Debout derrière : le Dr Bruno Michon, Nathalie Matte, de Leucan, et Mélanie St-Onge. En avant, Marie-Michelle Guimond, Édouard Fiset, bien assis sur le vrai père Noël, Émilie Fiset et Amélie Duchêne.

Une journée loin du cancer grâce à Leucan

Les enfants atteints d’un cancer ont pu profiter d’une journée «normale» comme tous les enfants au Récréofun, dimanche, grâce à l’organisme Leucan. Un moment de répit et de joie dans un endroit où ils ne peuvent pas aller habituellement à cause des germes.

Cette journée anodine pour des milliers de familles était attendue avec impatience par la centaine d’enfants comme Édouard Fiset, cinq ans, et Amélie Duchêne, six ans, tous les deux atteints de la leucémie lymphoblastique aiguë. 

«J’aime les jeux, les cadeaux, voir mes amis et le père Noël», a souligné la petite fille de six ans, diagnostiquée en mai 2017 et qui subit encore des traitements de chimiothérapie. Même chose pour Édouard, touché par la maladie à trois ans, et qui est en rémission. 

Selon Nathalie Matte, directrice provinciale et développement philanthropique à Leucan, une journée comme celle-là à l’approche de Noël est très importante pour les familles qui vivent souvent de la solitude. «On rassemble tous ces gens-là pour qu’ils puissent échanger. C’est un moment où les familles se sentent très isolées parce que dès qu’il y a une grippe ou un petit microbe, elles ne peuvent pas se déplacer. Ici, c’est en toute sécurité», a-t-elle expliqué.

Les équipes de Leucan et de Récréofun ont travaillé fort pour nettoyer et désinfecter le local de jeu afin de permettre à des dizaines d’enfants malades et leurs familles de venir s’amuser et profiter des installations.

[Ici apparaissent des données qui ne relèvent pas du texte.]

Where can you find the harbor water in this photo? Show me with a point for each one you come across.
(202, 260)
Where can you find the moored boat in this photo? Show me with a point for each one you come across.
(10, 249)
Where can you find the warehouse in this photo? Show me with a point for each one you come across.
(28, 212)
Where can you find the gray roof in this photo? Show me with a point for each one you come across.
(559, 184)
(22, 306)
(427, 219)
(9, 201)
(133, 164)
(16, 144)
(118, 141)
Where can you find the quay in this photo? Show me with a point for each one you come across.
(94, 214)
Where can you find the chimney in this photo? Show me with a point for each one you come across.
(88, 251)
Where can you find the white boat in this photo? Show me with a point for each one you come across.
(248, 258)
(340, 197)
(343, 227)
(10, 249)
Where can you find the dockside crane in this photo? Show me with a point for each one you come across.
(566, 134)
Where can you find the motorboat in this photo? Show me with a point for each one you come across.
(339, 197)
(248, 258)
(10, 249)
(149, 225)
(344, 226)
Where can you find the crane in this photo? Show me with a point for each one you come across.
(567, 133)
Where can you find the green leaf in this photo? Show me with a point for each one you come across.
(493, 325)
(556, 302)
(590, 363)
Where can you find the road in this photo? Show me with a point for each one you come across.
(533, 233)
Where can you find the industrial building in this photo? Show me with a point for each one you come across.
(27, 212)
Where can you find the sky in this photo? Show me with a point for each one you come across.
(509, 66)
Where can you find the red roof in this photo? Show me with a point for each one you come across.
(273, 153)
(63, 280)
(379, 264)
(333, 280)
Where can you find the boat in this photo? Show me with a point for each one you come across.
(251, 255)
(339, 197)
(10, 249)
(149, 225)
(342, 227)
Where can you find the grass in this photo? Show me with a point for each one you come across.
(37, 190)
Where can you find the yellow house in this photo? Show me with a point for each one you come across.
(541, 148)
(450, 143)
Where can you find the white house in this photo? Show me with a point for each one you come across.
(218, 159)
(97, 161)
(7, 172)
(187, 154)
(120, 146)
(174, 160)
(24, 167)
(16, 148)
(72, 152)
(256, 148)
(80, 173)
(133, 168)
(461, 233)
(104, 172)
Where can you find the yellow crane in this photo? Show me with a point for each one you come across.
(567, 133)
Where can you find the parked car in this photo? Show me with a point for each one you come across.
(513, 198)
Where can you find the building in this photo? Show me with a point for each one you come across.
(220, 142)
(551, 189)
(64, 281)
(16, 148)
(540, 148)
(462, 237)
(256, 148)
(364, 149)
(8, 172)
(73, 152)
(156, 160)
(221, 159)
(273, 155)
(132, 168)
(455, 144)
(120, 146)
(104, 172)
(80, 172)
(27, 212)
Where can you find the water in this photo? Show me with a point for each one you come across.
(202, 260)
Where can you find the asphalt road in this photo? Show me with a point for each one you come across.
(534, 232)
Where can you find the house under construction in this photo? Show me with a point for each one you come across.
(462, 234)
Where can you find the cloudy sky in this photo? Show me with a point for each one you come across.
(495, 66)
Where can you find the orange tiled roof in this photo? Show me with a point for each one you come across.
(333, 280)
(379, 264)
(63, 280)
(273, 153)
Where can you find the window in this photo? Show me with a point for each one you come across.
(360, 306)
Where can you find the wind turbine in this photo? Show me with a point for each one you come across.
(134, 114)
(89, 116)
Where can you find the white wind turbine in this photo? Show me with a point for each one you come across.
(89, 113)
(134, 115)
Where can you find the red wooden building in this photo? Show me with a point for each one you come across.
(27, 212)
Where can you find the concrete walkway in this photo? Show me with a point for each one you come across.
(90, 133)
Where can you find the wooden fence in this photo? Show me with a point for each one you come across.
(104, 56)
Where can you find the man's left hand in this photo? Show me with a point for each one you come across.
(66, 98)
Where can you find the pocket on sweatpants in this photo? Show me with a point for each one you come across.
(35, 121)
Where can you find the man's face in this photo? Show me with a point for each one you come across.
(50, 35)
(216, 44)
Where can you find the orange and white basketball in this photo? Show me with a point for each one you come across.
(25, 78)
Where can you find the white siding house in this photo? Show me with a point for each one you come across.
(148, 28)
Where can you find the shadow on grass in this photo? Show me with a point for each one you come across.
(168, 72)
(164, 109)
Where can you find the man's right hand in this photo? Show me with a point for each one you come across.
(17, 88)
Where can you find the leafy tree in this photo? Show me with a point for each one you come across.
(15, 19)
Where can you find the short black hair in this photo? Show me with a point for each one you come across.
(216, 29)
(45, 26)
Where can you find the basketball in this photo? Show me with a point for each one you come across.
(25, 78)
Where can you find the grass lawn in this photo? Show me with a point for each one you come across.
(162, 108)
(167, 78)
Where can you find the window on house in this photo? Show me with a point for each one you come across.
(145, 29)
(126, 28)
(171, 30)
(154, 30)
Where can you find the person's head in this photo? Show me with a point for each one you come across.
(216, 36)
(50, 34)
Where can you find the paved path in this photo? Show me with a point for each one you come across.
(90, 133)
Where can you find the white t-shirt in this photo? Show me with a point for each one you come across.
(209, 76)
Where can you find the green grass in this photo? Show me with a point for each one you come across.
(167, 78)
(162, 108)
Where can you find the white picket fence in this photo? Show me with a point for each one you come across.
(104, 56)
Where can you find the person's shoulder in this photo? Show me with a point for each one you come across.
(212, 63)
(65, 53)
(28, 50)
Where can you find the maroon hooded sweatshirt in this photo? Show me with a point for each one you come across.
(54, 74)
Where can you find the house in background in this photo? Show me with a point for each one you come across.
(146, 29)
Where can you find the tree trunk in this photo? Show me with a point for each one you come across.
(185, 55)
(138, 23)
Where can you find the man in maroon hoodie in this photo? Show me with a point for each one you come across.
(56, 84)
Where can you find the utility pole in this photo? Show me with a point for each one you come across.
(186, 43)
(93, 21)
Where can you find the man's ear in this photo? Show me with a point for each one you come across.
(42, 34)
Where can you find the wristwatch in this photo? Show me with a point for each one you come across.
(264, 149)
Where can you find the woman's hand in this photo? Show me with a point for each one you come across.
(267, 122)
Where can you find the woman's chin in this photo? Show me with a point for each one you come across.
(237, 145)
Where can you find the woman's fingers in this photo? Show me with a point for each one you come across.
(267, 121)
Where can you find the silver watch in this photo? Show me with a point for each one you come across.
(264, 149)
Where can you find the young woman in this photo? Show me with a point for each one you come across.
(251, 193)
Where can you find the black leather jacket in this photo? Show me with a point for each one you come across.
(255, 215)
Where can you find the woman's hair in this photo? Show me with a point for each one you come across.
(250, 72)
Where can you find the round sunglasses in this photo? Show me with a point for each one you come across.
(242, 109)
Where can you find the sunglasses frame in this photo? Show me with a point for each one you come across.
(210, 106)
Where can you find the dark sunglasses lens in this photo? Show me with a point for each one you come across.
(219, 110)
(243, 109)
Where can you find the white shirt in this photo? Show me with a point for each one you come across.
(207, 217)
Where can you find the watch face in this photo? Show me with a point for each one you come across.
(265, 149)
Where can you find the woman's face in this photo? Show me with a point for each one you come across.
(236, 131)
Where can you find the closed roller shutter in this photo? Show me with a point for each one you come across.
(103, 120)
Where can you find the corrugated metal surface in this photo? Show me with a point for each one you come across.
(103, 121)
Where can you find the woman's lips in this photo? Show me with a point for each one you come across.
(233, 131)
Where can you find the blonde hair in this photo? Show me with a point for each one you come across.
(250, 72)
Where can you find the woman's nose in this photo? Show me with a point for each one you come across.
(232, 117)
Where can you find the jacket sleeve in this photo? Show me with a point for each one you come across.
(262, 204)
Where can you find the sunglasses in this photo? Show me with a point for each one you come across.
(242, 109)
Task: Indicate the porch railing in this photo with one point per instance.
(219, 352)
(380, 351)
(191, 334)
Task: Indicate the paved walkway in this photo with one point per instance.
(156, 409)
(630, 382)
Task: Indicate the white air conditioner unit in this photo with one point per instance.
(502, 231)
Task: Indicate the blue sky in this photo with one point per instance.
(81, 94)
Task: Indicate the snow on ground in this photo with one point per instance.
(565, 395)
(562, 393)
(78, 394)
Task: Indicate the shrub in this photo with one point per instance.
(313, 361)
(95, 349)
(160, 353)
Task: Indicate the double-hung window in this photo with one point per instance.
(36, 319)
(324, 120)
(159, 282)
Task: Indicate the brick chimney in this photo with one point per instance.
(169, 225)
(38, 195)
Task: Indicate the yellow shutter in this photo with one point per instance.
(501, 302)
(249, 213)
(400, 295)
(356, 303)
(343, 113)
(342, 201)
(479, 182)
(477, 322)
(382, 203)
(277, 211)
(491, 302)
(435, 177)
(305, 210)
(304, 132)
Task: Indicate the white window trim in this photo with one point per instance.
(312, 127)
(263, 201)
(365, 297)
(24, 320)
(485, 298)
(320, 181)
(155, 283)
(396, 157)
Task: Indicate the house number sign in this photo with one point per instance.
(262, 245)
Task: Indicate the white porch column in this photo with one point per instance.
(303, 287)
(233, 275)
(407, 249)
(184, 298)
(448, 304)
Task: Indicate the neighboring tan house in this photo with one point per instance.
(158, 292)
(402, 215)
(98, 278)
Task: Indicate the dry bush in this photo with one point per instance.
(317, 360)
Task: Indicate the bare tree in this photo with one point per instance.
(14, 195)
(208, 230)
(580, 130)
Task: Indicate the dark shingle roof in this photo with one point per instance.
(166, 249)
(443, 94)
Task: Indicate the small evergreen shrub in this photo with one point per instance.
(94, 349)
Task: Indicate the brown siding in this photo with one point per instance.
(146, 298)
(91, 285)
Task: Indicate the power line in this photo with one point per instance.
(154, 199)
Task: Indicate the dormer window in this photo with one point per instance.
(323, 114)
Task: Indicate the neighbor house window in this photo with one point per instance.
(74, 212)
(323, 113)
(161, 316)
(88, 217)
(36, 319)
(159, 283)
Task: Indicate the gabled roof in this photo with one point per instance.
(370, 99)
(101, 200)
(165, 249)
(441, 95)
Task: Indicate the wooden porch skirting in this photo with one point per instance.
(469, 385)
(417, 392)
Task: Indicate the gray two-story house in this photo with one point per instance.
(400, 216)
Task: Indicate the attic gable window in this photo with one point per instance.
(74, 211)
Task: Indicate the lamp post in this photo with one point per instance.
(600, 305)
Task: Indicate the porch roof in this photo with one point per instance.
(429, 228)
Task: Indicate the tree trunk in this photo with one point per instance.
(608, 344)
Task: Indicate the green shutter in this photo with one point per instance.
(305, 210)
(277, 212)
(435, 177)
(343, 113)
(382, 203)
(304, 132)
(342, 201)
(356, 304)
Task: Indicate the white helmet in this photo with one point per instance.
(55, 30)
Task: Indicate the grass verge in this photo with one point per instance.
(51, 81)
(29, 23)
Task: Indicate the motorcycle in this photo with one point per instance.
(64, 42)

Les enfants étaient invités avec leurs parents et leurs frères et sœurs, et totalement pris en charge par Leucan. L’organisme a payé la location des lieux, la nourriture et même l’hôtel pour les familles vivant loin de Québec.

Un soutien primordial

La maman d’Édouard, Mélanie St-Onge, et la grande sœur du garçon, Émilie Fiset, apprécient cette journée en compagnie d’autres familles qui vivent la même chose qu’eux. «Lorsqu’on apprend la nouvelle, le monde nous tombe sur la tête. On ne réalise pas tout de suite l’aide apportée par Leucan, mais le soutien est très important pour passer au travers», a-t-elle confié.

Pour Mme St-Onge comme pour la maman d’Amélie, Marie-Michelle Guimond, une journée comme celle-là apporte beaucoup de bonheur aux enfants. «Les enfants ne se projettent pas dans l’avenir, ils profitent du moment présent et là, de voir le père Noël, c’est précieux pour eux», a fait valoir Mme Guimond.

Dès le diagnostic d’un enfant, Leucan entre en fonction et rencontre la famille pour l’accompagner dans cette épreuve. «On offre un soutien psychologique et financier. On a aussi un service de massothérapie pour les enfants à l’hôpital, mais aussi après», a mentionné Nathalie Matte.

«Leucan est vraiment là pour les services aux familles. Quand on annonce le diagnostic, on déclenche un tsunami, et moi, comme médecin, ça me permet de mettre l’accent sur mon rôle de les guérir», a souligné le DBruno Michon, hémato-oncologue pédiatrique au Centre mère-enfant Soleil au CHUL de Québec.

Au CHUL de Québec, une éducatrice payée par Leucan est également présente à temps plein pour animer une salle de jeu qui est entièrement équipée. L’organisme finance aussi la recherche qui a fait un bond phénoménal en 20 ans. Le taux de survie est passé de moins de 50 % à plus de 90 % pour les leucémies les plus connues.